At just 22 years old, when Jenkins had just finished his first NFL season with the Saints, he and his mother worked hand in hand to start a charitable foundation focused on helping youths in marginalized communities. He also began tackling the issue of gun violence in New Orleans. So for Jenkins, the call for social justice started at a very young age, and he has always been up for it.
Jenkins had to go through therapy to protect his mental health
He had worked hard over the years but has never done it for the cameras to see until 2016 when police officers killed Alton Sterling and Philando Castile. That was when he decided it was time to take action and speak out for the rights of black people and to fight against racism and police brutality.
“All of a sudden. I found myself in a place where I was prepared to step up.” Jenkins said. “I was just like, ok, ‘enough is enough.’ Like, ‘I don’t want just to tweet. I don’t want to wear a t-shirt’. And that was a lifetime of, you know, people planting seeds and people pruning me.
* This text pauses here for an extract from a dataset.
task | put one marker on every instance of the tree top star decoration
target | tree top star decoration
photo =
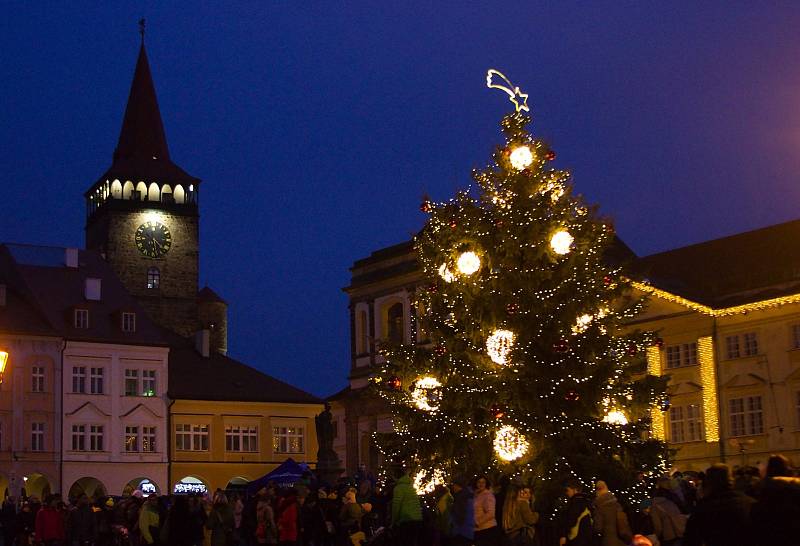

And then, I found myself ready to be a leader, not only on the field but for the community. And I credit everybody who has been part of my upbringing.”
Since then, Jenkins has taken it upon himself to do great things to support the black community. Recently, he became a political analyst for CNN. And with the help of his production company, Listen Up Media, he has released a documentary called ‘Black Boys’ which is his first work after becoming an executive producer. He didn’t end there, he is also the co-founder of the Players Coalition, and it consists of a group of NFL players who are activists.
Sometimes they say bad news travels faster or one will only get to be in the spotlight when he or she did something bad, but that is not the case for Jenkins, the world has recognized him for the good he is doing for the black community, but Jenkins does not like being in the public eye. He prefers working under the sheets, but the opportunities and pressure downing on him is not one that can be kept hidden from the public.
In the cost of leadership, he had to face backlash from fellow players
“It’s a lot easier for me to be a leader and vocal on the field. That’s where a lot of my personality comes out, and I’ve been a captain on every team that I’ve been on since I’ve started this game. But stepping out more into the public eye and being a voice in that regard took a lot of preparing, and really, I think courage.” Jenkins admitted.
Jenkins said he is an introvert, and being in the public eye can be very draining. He admits to going to therapy every week to protect his mental health because he felt he was dealing with anxiety and depression at the same time. Jenkins wants the public to know that a lot of pressure goes into the work he does as an athlete and a leader, and he is not immune to pressure and anxiety. He is just like every black athlete out there. He has received backlash from fellow players as well.
An instance was when Eric Reid criticized him for taking less money from the NFL towards social justice. And was accused of being a sellout for trying to work with the NFL
“Being in a performance-based business where your performance is your livelihood. A lot of that causes pressure, and these are the things we usually don’t talk about as men.”
Jenkins always accompanies his words with action, and he has been meeting with local politicians and grassroots organizations. He organized tours and participated in the police ride-along. He has built a legacy that people will look at in the future and be very proud of. Saints wide receiver Michael Thomas describes him as very professional and takes care of business and believes he has a powerful voice.
Jenkins has said he loves the game of football and very much appreciates being recognized for his contributions to society.